Focus Should Shift From Testing to Teaching

December 4, 2005

Andrea Neal column for Dec. 14 and thereafter
730 words

INDIANAPOLIS — Remember the old definition of insanity — doing the same thing over and over and expecting different results? The description comes to mind with the release of Indiana ISTEP results.

Every year, schools spend more time and money on test preparation, remediation and analyzing test scores. Then we react with disappointment when scores fail to rise in proportion to our investment.

ISTEP scores are not going to shoot up just because state and federal governments have written higher standards and decided to hold schools accountable for student achievement. They may go up a percentage point here and a point there, but as a general rule we can expect only incremental improvement as long as we cling to the same old ways of doing things.

Whether you love or hate the federal No Child Left Behind Act, it got one thing dead right. It said federal grants for education reform should go only to states and schools that use "proven strategies and proven methods for student learning, teaching, and school management that are based on scientifically based research and effective practices and have been replicated successfully in schools."

It’s time for Indiana to follow the federal lead and mandate the use of scientifically proven programs for teaching essential skills assessed by ISTEP.

Very few Indiana schools — schools anywhere for that matter — can say the ways they teach reading and math are based on sound research. Our country has been engaged in "education reform" since John Dewey in the early 20th century, yet there’s been little effort to identify specific curriculum or instructional materials that are most effective for the greatest numbers of kids. What’s worse, the education establishment doesn’t seem to care.

The best example comes from the world of reading. Over the past decade, a compelling body of research has concluded that the most successful early reading programs are those that emphasize phonetic skills in a sequential and systematic way.

Yet in Indiana, most of the reading textbooks on the state-approved list are not explicitly phonics-based. And the textbook series considered the most phonetic — SRA/McGraw Hill’s Open Court — gets no special recognition from state education officials. In fact, the state refuses to label any reading program as superior to others.

The National Council of Teachers of English recently held its annual convention in Indianapolis. Incredibly, with few exceptions, its professional development sessions repudiated No Child Left Behind and the notion of scientifically superior ways to teach reading. Of the dozens of programs devoted to reading, only one used the word "phonics" in its title. One prominent panel discussion was titled, "No Child Left Behind’s Assault on Learning to Read" and focused on how the federal law "is detrimental to the reading and writing growth of students."

Math instruction is no better. The Nov. 24 issue of Education Week reported on the results of a federal research review of 44 off-the-shelf mathematics programs used in middle schools across the country.

The report, "Curriculum-Based Interventions for Increasing K-12 Math Achievement-Middle School," found only five math programs had a research record strong enough to meet U.S. Department of Education evaluation standards. Of those, just two had studies showing that students learned more with their programs compared with other programs. The researchers found no acceptable scientific studies on programs produced by some of the most popular publishers, including Addison-Wesley, Heath, Holt, Glencoe and Scott Foresman.

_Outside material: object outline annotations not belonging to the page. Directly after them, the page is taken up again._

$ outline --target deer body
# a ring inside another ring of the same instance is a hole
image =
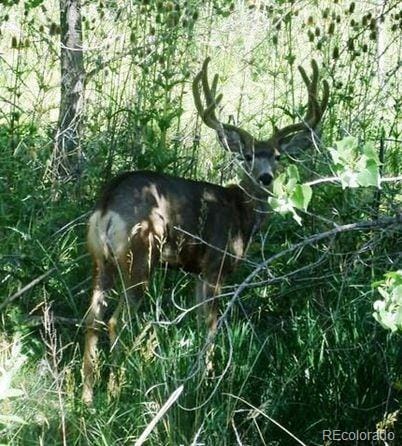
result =
[[[132,245],[142,244],[149,266],[162,260],[195,274],[230,272],[262,222],[265,203],[257,206],[251,197],[236,185],[128,172],[114,180],[92,214],[89,250],[96,262],[125,263]]]
[[[127,172],[112,180],[103,192],[88,227],[88,248],[94,263],[92,301],[86,316],[83,363],[83,400],[93,398],[99,331],[103,326],[107,292],[116,277],[125,292],[108,321],[111,345],[117,339],[117,322],[126,303],[136,311],[154,266],[167,263],[198,276],[196,294],[205,310],[210,334],[217,329],[219,295],[224,278],[244,256],[250,239],[267,212],[268,187],[279,155],[295,144],[305,146],[328,102],[324,81],[318,100],[318,66],[313,76],[299,67],[308,90],[308,107],[302,122],[275,129],[267,140],[231,124],[221,123],[215,109],[217,76],[210,86],[209,59],[193,81],[195,106],[205,124],[213,128],[222,147],[237,155],[243,179],[221,187],[150,171]],[[201,99],[204,94],[205,107]],[[131,314],[132,315],[132,314]]]

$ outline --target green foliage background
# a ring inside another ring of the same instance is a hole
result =
[[[12,349],[17,337],[26,356],[9,384],[22,394],[0,397],[9,416],[0,419],[2,442],[131,444],[182,384],[149,444],[295,444],[269,418],[309,445],[323,444],[323,429],[375,431],[378,423],[400,438],[401,343],[372,318],[371,288],[401,267],[400,225],[345,232],[270,263],[255,278],[269,284],[246,288],[221,329],[214,376],[205,375],[195,311],[176,320],[194,304],[191,277],[158,271],[149,304],[125,330],[115,395],[106,388],[105,348],[94,410],[80,401],[81,321],[91,285],[85,225],[103,181],[127,169],[233,179],[192,102],[191,79],[206,55],[220,74],[221,116],[256,137],[303,114],[296,67],[319,62],[331,85],[322,144],[283,163],[296,163],[303,181],[334,175],[328,148],[350,135],[378,151],[382,176],[400,176],[398,2],[82,3],[84,175],[61,184],[57,202],[48,169],[59,100],[58,2],[7,1],[0,11],[3,378],[21,362]],[[222,311],[261,259],[333,223],[395,216],[401,200],[398,181],[382,189],[317,184],[302,226],[270,215],[249,262],[225,288]]]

Indiana needs a law that says plainly: Schools must use reading and math programs backed by science.

Each year, ISTEP statistics allow us to identify schools that have boosted scores more dramatically than the average. Typically, these schools attribute the improvement to some change they have made in the way they teach. In some cases, they have brought in reading specialists to work with children functioning below grade level. In other cases, they have implemented reading or math programs that focus on sequential and systematic learning. State education officials need to hold up those programs as models.

When a patient is diagnosed with cancer, he expects his doctors to know about the latest studies on treatment regimens, their success rates and all possible side effects.

Why do we let school systems choose textbooks that have no track record? Why do we let education schools ignore the evidence about effective instructional programs? To ignore the science is to commit educational malpractice against our children.